Abstract: Numerical studies project rising sea levels will cause large increases in the future frequency and duration of coastal wave overtopping hazard. However, many coastal location with an aging vertical sea wall structure already experience hazardous wave overtopping on windy spring tides. Building coastal climate resilience requires accurate wave overtopping prediction tools and near real-time information to prepare for and respond to coastal hazards. In Dawlish, SW England, a new monitoring system to measure concurrent wave overtopping, wind and beach level conditions over a 1-year period was installed by the National Oceanography Centre and the University of Plymouth. The system obtains in-situ measurements of the inland wave overtopping distribution across a public walkway and railway line, and issues near real-time overtopping data, making it accessible online within 15 minutes of detection. This public web service also ingests operational wave and water level data from existing national coastal monitoring networks, providing a full dataset to explore the distribution of overtopping impact relative to the nearshore driving conditions.

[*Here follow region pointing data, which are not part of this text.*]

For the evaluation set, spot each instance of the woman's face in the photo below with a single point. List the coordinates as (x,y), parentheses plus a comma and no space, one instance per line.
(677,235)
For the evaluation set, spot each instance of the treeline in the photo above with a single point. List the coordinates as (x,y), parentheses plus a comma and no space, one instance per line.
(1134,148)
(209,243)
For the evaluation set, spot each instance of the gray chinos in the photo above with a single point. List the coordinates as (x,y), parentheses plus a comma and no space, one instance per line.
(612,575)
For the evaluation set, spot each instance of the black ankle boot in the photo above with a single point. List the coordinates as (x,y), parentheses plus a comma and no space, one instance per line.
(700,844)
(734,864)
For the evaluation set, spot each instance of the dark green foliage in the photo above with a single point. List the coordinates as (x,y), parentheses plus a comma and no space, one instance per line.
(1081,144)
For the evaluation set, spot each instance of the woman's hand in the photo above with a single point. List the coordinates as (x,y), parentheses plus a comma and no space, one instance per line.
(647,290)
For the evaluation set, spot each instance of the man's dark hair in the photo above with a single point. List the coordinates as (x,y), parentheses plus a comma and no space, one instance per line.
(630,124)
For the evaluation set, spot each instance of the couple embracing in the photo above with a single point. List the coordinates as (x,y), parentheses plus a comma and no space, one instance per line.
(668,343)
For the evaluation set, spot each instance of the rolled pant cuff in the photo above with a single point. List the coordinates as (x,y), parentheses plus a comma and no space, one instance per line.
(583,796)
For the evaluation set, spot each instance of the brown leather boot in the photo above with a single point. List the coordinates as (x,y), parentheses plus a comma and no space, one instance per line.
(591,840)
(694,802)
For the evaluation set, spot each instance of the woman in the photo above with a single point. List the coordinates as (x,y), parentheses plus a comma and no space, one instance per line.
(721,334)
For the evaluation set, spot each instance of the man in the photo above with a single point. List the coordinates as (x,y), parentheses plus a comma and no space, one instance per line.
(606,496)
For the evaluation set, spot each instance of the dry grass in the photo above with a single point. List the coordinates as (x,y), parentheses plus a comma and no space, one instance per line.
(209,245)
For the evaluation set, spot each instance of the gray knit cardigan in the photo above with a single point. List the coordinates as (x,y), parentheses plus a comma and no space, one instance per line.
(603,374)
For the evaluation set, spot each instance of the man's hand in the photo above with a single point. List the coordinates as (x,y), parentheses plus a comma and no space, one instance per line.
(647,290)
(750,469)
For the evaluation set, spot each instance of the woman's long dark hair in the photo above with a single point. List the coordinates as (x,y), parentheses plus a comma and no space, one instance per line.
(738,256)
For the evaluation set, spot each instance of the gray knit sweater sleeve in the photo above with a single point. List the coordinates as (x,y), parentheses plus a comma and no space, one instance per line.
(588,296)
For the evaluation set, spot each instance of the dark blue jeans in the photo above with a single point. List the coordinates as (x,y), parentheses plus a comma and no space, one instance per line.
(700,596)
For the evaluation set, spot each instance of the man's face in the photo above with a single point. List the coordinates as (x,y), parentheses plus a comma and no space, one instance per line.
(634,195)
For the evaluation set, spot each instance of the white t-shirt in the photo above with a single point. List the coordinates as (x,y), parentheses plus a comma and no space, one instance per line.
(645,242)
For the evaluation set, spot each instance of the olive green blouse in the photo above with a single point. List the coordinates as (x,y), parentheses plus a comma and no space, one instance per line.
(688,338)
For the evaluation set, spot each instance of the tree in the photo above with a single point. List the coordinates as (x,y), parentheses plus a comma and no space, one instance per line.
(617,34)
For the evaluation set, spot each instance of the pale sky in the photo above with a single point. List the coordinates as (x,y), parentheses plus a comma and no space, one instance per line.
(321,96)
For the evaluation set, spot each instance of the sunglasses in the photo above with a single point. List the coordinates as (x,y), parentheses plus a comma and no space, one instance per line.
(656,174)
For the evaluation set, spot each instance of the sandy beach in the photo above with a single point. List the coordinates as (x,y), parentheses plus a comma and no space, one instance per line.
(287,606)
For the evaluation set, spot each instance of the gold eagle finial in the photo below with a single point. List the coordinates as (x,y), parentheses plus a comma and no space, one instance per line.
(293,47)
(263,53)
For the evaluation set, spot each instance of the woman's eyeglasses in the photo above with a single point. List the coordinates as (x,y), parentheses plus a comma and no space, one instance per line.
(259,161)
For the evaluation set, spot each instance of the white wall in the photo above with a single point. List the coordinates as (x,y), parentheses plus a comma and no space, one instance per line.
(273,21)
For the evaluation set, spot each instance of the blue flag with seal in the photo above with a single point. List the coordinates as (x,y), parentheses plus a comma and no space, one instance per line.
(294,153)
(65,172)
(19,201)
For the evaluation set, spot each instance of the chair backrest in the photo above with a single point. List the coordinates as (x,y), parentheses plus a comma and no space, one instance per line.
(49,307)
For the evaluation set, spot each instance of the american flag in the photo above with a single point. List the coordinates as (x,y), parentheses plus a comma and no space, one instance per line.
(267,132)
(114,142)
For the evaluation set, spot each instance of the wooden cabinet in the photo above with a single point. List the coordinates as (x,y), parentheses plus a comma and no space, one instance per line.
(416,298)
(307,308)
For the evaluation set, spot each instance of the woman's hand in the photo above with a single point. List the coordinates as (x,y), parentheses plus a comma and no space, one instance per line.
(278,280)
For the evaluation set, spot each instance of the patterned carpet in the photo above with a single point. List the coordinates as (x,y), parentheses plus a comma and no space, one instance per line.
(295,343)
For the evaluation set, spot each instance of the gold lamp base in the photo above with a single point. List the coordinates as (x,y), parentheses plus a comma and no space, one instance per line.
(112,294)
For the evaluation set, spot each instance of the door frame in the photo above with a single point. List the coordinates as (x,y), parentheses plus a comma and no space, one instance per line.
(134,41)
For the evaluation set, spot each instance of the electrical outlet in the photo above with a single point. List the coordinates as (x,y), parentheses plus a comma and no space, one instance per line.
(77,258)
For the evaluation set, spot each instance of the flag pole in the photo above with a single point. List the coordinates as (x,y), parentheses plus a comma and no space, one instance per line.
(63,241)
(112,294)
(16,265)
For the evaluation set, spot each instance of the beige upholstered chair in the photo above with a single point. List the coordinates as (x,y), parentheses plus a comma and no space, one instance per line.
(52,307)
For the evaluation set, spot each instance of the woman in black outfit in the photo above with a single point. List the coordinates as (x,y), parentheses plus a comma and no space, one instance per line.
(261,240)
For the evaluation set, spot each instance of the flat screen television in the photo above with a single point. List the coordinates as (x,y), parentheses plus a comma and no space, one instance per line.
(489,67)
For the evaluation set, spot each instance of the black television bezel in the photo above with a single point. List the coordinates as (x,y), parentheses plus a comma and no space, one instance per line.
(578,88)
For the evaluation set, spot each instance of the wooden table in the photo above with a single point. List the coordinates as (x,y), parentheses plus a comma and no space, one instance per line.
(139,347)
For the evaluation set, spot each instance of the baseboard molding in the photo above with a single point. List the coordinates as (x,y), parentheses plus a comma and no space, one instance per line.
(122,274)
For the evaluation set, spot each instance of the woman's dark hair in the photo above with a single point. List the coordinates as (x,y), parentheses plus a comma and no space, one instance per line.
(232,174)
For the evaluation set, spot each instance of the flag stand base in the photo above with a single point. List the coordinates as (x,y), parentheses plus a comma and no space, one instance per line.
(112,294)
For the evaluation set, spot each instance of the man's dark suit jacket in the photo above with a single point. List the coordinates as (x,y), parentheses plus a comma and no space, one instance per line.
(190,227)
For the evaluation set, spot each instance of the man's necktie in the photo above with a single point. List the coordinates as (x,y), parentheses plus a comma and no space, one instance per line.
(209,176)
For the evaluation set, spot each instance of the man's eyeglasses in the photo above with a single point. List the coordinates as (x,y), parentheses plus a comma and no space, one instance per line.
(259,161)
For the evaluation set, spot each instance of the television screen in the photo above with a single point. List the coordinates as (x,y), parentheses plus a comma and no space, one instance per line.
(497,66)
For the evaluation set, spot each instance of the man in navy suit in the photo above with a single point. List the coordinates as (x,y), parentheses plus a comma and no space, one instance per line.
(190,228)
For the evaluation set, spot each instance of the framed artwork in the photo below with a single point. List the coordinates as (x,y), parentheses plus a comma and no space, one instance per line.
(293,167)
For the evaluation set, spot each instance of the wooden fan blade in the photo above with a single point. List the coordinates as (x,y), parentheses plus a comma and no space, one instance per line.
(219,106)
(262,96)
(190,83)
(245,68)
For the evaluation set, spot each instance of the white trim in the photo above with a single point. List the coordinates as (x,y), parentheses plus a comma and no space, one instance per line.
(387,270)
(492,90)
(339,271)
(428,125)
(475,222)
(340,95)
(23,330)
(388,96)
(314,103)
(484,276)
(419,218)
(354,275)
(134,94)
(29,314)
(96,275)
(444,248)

Short Bio: Dr. Jennifer Brown is a coastal oceanographer in the Marine Physics and Ocean Climate (MOPC) group at the National Oceanography Centre (NOC). Her research focuses on how changing conditions, in the natural and built environment, may impact peoples’ lives and livelihoods in coastal regions. Her expertise lies in shelf sea and coastal area modelling where she looks at coastal storm impacts, estuary dynamics, air-sea interactions and coastal resilience amongst other topics.